The TF for hive is then (50/1000) = 0.05.

And IDF is calculated as loge(10,000,000/1000) = 4

Thus TF-IFD in this case is = (0.05) × 4 = 0.2; which is close to 0. That means the word is relevant to this document.

3.2.3. Feature Reduction

We use the feature reduction step to reduce the text size and make it competitive for the model development.

3.3. Data Split

We divide our dataset into two parts, (1) data to train the model—Training data set and (2) data for testing the model—Testing data set. Here we used 80% of the total data for training purposes and the rest 20% for testing purposes. Using sklearn’s “train_test_split ():” method, we have split the dataset.

3.4. Building Classification Model

The classification process began with the goal of creating a categorization model. We employ a total of 14 distinct classifiers. To train the model, the retrieved features from the data processing stage are input into several classifiers such as passive-aggressive, regression, linear SVC, stochastic gradient classifier, and random forest classifiers. The classifier gained prediction knowledge about the test dataset once it was trained.

Machine Learning Algorithms

Classification models of different types have been applied but our goal is to identify the most promising classifiers by tuning their parameters. Accuracy can be checked by comparing the results through performance metrics.

1) Passive Aggressive Classifier

Among all the classifiers that deal with big data or large-scale data, Passive Aggressive is the best option. It’s best for real-time or online data like Facebook, Twitter, and other social media platforms.

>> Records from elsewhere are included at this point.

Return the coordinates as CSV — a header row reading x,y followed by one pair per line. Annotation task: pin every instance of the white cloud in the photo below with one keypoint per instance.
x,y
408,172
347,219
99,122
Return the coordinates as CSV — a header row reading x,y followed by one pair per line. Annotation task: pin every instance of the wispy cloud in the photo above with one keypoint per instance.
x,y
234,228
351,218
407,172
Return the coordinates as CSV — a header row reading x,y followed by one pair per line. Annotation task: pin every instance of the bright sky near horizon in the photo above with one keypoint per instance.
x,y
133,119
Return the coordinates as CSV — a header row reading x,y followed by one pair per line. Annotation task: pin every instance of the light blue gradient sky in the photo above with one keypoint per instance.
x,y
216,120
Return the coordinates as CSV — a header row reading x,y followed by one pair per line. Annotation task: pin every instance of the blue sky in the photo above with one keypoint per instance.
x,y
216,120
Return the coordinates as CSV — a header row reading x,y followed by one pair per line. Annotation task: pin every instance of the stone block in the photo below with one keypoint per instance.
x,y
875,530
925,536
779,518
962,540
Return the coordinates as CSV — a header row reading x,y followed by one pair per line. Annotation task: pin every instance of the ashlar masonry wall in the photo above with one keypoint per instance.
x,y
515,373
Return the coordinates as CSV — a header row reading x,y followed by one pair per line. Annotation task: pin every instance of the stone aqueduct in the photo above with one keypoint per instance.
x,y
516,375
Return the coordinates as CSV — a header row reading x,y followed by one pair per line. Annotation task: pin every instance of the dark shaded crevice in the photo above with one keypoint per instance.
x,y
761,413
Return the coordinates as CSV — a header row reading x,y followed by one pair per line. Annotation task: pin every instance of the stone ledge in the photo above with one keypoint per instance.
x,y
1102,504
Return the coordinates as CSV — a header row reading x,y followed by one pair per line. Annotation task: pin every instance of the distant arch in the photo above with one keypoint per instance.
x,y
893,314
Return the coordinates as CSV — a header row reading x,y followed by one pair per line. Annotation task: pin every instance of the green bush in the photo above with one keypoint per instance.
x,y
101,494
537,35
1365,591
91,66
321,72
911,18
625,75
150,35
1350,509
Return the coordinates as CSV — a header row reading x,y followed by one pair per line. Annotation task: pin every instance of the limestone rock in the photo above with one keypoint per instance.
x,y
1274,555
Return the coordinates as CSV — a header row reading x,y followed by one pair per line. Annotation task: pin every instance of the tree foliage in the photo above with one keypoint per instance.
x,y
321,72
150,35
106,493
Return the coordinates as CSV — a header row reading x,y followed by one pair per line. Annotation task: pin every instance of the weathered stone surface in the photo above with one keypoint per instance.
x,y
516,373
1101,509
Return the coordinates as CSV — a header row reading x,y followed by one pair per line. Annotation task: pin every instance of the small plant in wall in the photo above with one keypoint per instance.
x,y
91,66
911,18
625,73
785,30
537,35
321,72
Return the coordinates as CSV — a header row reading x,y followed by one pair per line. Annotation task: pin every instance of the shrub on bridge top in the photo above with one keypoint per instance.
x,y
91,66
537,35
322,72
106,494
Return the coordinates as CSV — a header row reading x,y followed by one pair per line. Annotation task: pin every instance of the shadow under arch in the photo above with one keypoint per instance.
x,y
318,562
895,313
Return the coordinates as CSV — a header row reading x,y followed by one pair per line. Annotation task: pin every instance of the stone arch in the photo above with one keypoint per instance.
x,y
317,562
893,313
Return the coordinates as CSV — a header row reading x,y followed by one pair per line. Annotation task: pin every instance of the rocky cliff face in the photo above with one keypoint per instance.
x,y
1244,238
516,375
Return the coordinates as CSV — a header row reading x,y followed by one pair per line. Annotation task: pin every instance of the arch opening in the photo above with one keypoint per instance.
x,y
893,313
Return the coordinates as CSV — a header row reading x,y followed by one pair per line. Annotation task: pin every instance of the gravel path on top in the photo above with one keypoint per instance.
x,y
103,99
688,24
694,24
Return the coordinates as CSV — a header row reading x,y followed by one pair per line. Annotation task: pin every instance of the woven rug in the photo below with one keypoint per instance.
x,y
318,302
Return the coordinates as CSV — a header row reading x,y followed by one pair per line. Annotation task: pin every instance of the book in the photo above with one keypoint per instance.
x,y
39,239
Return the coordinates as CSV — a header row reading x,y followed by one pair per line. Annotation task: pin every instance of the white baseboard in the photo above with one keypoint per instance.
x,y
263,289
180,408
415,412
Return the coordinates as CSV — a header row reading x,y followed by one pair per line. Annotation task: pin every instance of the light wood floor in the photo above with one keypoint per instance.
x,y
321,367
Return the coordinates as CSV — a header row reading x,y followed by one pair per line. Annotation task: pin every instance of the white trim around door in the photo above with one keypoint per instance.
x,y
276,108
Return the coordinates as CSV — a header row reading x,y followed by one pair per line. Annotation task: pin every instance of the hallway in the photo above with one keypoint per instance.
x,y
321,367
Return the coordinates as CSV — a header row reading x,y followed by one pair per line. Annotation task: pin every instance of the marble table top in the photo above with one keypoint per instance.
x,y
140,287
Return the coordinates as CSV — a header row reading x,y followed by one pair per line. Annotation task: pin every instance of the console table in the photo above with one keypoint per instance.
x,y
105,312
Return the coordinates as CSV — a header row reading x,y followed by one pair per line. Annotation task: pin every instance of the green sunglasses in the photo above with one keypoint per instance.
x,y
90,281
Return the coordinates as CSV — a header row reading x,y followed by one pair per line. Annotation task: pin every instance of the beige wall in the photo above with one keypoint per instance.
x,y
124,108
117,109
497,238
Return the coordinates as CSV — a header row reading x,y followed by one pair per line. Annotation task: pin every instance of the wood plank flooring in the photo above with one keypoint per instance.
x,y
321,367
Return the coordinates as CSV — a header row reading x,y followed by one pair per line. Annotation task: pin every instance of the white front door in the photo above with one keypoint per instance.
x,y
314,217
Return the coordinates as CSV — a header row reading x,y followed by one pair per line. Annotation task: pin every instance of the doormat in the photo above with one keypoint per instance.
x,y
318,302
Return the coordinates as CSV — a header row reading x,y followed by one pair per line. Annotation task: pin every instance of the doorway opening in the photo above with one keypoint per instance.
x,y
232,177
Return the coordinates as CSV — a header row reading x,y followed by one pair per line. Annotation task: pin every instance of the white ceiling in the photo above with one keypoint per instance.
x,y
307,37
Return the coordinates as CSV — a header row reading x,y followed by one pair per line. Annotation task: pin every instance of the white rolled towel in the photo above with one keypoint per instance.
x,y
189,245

It takes the data from the internet and processes it step by step. The model is trained using the data collected. The best example of passive-aggressive classification is the detection of fake news. There are two phases to passive-aggressive work. The algorithm’s initial phase is Passive, in which it keeps the model and makes no changes if the prediction is right. The second phase is aggressive [15]. When the algorithm makes changes to the faulty forecast, the result is correct.

2) Random Forest Classifier

Random Forest is a supervised machine learning classification algorithm made out of a large number of decision trees. Each decision tree is built using bagging and feature randomness [16]. The random forest’s outcome is determined by the decision tree’s forecast. The result will be an averaged or largely voted projected result. A random forest method removes the restrictions of a decision tree algorithm. It improves precision while reducing dataset overfitting [17].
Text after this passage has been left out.